At day's end, around 5 p.m., when they have completed additional running, wind sprints and calisthenics, the haggard students file by Bollettieri and say, "Thanks, Nick."
Despite all the discipline, all the yelling, the Gestapo searches, despite everything, there is a feeling among the kids that the academy is a family, that Bollettieri, the other teachers, the players, are all in it together. Tennis parents have the reputation of being pushy, meddlesome, forceful, consumed people, not only committed but obsessed. In effect, the academy students have exchanged their parents for Bollettieri, and they don't seem to mind.
And the kids seem to thrive in this atmosphere. On rainy days, when they cannot get on the courts, they go out to the motel parking lot and volley among themselves. "They make you tough here," says Conk. "You have to want to be No. 1. I can't imagine not wanting that and doing what we do here." When Arias first left Buffalo, his mother often telephoned and asked plaintively, "Why don't you come home?" Says Arias, "I couldn't tell her I didn't want to."
For Bollettieri this was all preordained the day he first saw Brian Gottfried, then only nine years old, at those courts in North Miami Beach. The year was 1961; and he took one look at Gottfried and asked him to move into his home. For the next six summers they were inseparable. "He could make you feel like you could fly," says Brian.
Gottfried would turn out to be an extraordinary player, working his way to fourth in the world in 1977, and Bollettieri helped him get there. He dragged Gottfried around, from the Rockefeller estate, to Dorado Beach, to Port Washington, to the long line of tennis clubs at which he taught.
Even now Gottfried calls Bollettieri "the greatest teacher," and he still looks to him when his game goes awry. At times it must seem as if Bollettieri has the answers for everyone but himself, because as John Bassett puts it, "Away from the court, Nick needs all the help he can get." In 1976 Bollettieri lost $100,000 in an ill-fated tennis camp venture, a project doomed mostly by his penchant for overexpansion. And the failure of his most recent marriage, his third, wounded him grievously, though it could be directly traced to his obsession with his work. "People should know what it takes to get to be No. 1," says Bollettieri. "Hey, I envy those people who can work eight hours a day and make it. But I have to work 16 hours a day. My father once told me, 'Nick, if you would only devote 10% of your time to your marriage, you'd be Father of the Year.' "
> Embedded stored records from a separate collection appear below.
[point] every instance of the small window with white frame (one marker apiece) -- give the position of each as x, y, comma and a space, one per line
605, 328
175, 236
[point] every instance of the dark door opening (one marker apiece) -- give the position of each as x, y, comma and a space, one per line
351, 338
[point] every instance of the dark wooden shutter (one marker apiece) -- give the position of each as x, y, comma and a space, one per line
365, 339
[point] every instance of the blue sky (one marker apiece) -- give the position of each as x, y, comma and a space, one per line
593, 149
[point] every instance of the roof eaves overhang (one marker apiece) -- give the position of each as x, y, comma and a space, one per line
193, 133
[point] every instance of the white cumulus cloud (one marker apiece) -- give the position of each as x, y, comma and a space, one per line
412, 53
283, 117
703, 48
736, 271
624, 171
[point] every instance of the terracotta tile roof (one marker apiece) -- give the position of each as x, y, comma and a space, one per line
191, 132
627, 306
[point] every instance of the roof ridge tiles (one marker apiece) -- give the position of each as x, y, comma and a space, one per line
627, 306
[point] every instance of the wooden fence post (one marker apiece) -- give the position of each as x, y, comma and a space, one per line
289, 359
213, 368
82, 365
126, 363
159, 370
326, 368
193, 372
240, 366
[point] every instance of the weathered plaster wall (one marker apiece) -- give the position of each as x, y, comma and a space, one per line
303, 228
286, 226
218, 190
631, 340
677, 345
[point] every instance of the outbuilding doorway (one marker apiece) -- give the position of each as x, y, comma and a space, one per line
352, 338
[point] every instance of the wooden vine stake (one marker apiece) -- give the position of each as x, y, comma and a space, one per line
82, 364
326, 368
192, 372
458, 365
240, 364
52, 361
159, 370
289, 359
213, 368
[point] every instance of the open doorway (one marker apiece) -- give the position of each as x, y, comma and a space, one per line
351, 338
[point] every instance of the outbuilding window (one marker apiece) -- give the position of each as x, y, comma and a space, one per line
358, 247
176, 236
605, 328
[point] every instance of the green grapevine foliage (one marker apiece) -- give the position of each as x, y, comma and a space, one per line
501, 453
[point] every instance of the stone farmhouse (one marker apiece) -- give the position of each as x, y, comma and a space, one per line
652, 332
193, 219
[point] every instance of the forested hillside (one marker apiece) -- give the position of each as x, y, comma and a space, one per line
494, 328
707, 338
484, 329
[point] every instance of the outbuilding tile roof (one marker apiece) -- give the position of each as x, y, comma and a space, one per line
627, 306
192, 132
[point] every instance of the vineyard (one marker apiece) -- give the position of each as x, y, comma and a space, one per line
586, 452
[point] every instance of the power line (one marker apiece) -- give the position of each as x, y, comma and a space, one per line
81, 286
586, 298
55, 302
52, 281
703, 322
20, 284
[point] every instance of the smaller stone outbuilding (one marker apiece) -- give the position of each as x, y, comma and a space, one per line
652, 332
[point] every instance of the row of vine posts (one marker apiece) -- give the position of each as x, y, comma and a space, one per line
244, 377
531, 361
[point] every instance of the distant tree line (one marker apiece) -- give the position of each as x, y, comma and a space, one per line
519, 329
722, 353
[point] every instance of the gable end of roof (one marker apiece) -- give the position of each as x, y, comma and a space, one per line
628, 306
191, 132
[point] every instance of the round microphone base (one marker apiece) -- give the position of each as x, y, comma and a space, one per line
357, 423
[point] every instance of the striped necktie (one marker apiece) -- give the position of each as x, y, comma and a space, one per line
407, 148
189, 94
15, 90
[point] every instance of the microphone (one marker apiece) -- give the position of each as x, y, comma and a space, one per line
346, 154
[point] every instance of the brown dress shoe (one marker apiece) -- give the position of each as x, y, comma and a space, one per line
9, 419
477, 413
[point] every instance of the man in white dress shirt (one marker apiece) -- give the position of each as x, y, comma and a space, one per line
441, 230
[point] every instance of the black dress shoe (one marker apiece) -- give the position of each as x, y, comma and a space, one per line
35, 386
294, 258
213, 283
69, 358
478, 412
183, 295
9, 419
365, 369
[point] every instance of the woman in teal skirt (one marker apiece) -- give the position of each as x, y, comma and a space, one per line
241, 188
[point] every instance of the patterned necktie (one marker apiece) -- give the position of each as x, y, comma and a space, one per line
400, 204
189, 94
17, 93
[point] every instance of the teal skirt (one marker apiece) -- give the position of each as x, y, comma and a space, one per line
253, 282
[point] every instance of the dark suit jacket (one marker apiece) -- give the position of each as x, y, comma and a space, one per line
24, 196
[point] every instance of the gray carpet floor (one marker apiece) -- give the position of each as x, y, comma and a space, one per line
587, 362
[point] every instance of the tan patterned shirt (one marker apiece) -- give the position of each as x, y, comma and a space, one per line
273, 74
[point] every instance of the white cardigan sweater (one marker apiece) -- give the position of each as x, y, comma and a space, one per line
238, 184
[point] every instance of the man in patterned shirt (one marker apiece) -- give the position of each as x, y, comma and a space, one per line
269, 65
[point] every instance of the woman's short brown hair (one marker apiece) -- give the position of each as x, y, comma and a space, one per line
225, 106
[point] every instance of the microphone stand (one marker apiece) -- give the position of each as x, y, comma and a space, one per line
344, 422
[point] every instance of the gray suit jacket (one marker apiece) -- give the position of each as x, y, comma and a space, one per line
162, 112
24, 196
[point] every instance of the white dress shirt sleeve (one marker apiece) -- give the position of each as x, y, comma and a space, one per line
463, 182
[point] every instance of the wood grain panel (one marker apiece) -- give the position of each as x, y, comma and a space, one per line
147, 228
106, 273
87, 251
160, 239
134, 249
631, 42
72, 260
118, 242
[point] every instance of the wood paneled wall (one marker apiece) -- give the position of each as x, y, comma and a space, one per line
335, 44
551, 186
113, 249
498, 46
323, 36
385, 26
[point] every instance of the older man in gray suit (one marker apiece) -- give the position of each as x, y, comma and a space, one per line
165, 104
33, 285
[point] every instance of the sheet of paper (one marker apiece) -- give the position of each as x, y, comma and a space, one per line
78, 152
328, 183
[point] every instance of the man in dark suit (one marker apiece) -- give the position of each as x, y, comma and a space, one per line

During the afternoons Bollettieri pumps his arms up and down. "Work, work, work," he shouts at the kids. To a spectator he says, "It's like a factory. This is what it takes. From numbers come good players. From good players come great players." Every coach's legacy is his players, and Bollettieri has them. College coaches flock to the Colony to watch workouts. Equipment manufacturers beg him for affiliations. He is associated with Fila for clothes, Prince for rackets and Pro-Keds for shoes, and his kids follow the leader. The William Morris Agency lines up endorsements, speaking engagements, clinics, commercials. He has been on network television several times. He has a book coming out entitled A Winning Combination, co-authored with professional Julie Anthony. Tournament directors inquire if his students will enter their events. He gives clinics for the United States Tennis Association's junior program.
After all these years, Bollettieri has the credentials—and a big name. His grandparents were looking in the wrong place when they came to this country. It was the tennis courts, not the streets, that were covered with gold.